Evolutionary genomics of thraustochytrids.

A. limacinum culture in log phase growth where sporulation has taken place. Zoospores are somewhat ovoid in shape and can swim at great speed. A great variability in cell size exists within the culture; the zoospores are 5-8 μm wide, whilst the largest vegetative cells are 20-32 μm wide.

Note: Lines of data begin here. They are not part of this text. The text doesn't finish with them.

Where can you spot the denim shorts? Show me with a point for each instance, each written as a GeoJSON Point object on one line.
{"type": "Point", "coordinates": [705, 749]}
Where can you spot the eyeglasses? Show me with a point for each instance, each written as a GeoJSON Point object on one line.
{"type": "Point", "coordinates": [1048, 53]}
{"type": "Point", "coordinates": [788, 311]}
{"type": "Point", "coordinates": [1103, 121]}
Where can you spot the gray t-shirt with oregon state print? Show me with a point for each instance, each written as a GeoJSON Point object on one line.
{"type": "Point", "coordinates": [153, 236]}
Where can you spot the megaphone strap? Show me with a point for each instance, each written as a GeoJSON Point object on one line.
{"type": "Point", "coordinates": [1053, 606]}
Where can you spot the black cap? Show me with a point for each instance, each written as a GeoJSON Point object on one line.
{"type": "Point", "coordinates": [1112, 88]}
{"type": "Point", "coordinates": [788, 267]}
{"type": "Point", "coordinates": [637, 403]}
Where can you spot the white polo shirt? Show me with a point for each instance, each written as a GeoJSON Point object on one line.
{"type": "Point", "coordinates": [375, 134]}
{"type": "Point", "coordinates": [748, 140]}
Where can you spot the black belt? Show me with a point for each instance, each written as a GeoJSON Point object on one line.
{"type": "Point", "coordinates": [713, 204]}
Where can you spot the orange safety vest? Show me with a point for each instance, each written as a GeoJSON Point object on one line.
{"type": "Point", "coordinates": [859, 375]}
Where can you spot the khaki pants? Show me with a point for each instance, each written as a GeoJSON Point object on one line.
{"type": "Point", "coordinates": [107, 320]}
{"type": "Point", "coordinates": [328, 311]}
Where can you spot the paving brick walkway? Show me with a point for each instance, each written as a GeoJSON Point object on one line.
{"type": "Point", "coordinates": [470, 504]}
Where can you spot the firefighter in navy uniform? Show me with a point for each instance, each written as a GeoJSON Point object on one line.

Labyrinthulomycetes are ubiquitous, abundant, and diverse osmoheterotrophic marine protists thought to play important roles in the marine carbon cycle by remineralizing particulate organic matter, and in marine food webs by supplying, de novo, essential polyunsaturated fatty acids. These basal stramenopiles are united by a unique organelle that produces a structure known as the ectoplasmic network, by which the vegetative cells interact with their substrate. In work supported by the Moore Foundation and in collaboration with Jackie Collier’s lab, we have achieved stable transformation, by knock-in of an antibiotic resistance expression cassette, of Aurantiochytrium limacinum ATCC MYA-1381, a functionally haploid, fast growing thraustochytrid, which has several features that make it a favorable model for labyrinthulomycete biology. We are using these tools to investigate genes involved in ecologically and evolutionarily interesting labyrinthulomycete traits, including carotenoid biosynthesis, production of the ectoplasmic network, and production of essential fatty acids.